I met the Wu-Tang Clan one by one through Loud Records. I was friends with Gerard Marinacio and Mojo Nicosia, who worked at Loud Records, and while hanging out at Loud Records they asked, "Can you come by the label today and take some pictures? Raekwon might be showing up."
Method Man, of course, is near and dear to my heart. He was always great and always stayed for the photos.
When I first met him, he was open to the camera. I think he understood. He wasn't hamming it up for the camera, but he always just gave to it. Whenever I asked for a photo, he'd always say yes.
A decisive moment with Biggie
That moment with Biggie Smalls is still so clear to me. Everything leading up to that shoot and the days after is so vivid for me because of his talent and his unfortunate death soon after.
Back then, I don't think I even had a pager yet. I remember being at home, answering the phone, and Dream Hampton, who was the editor of Rap Pages, said, "Biggie's doing a new album. Go up to the studio tonight at 7 o'clock."
Dream gave me the address of Puff Daddy's house. It was a sunny afternoon, I remember going up there by myself, with just a few rolls of film, photographing it, and then leaving. I remember walking in and hearing "Hypnotize." That was the first song I heard blasting, and I remember I got goosebumps because it was so good.
I went up to Biggie, introduced myself, and said, I'm just here to document behind the scenes, and he just nodded. And that was it. Because the music was so loud, I didn't really have many words with him. I just got to walk around, do what I wanted, and be a fly on the wall.
I think it was 11 days after that shoot that I found out Biggie had died.

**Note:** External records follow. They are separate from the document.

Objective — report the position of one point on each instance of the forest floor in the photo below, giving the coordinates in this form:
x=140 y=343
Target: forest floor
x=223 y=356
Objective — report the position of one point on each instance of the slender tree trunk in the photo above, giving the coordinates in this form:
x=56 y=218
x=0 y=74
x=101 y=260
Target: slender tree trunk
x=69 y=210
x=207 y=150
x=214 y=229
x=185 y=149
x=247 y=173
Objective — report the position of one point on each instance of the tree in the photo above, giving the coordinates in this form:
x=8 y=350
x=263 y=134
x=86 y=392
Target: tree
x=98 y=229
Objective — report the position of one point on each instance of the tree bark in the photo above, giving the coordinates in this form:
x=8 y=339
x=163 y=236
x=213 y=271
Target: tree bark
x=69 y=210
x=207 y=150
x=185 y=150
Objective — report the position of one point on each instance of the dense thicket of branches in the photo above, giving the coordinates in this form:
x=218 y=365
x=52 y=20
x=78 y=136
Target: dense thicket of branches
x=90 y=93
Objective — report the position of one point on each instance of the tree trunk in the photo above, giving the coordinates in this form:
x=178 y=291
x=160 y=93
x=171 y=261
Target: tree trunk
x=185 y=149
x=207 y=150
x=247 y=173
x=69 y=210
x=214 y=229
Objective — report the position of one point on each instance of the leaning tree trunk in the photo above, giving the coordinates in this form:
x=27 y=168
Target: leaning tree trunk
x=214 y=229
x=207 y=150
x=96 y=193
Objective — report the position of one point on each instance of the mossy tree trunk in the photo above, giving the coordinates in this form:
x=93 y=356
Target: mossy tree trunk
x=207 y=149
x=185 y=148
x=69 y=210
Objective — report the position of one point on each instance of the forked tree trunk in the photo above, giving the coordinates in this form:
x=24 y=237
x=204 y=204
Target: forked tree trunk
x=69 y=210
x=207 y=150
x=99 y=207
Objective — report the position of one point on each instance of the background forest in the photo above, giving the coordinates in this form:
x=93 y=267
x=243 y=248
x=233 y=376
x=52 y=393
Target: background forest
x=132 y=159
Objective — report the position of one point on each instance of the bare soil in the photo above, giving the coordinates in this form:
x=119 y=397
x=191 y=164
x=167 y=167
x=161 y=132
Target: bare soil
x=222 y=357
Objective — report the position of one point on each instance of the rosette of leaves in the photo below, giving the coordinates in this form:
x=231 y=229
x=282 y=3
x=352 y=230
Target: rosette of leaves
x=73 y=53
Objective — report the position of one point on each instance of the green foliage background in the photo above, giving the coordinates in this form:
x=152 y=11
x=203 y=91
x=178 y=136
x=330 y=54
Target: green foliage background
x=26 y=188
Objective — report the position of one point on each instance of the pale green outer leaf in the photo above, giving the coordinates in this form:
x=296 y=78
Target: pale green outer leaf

I remember getting called about how the film had to be rushed. My film was still sitting in my apartment. I hadn't even brought it into the lab yet, so I had to run to the lab and get it rushed. It was all so crazy.
The shot of Biggie with the champagne, I didn't know that was a decisive moment back when I took the photo. It was more so when I got the film back that I was like, "Wow, that's the moment." I like to look at the room or the situation, and I think everything is possible because a lot of it is always so interesting to me, every moment.
My photo of Ol' Dirty Bastard where he is drinking the 40, that was just on a roll of 36, and the first part of the roll is me when I was doing laundry in a Chinese laundromat with my son.
I hope with my book "Rap is Risen," people see hip-hop for what it is or was with no pretense. Photos, like U-God washing dishes or early Wu-Tang stuff, just show that it was not always glossy and perfect. It was just going in, shooting them, and photographing them as is. It's not just about me. It's about those artists. They allowed me in.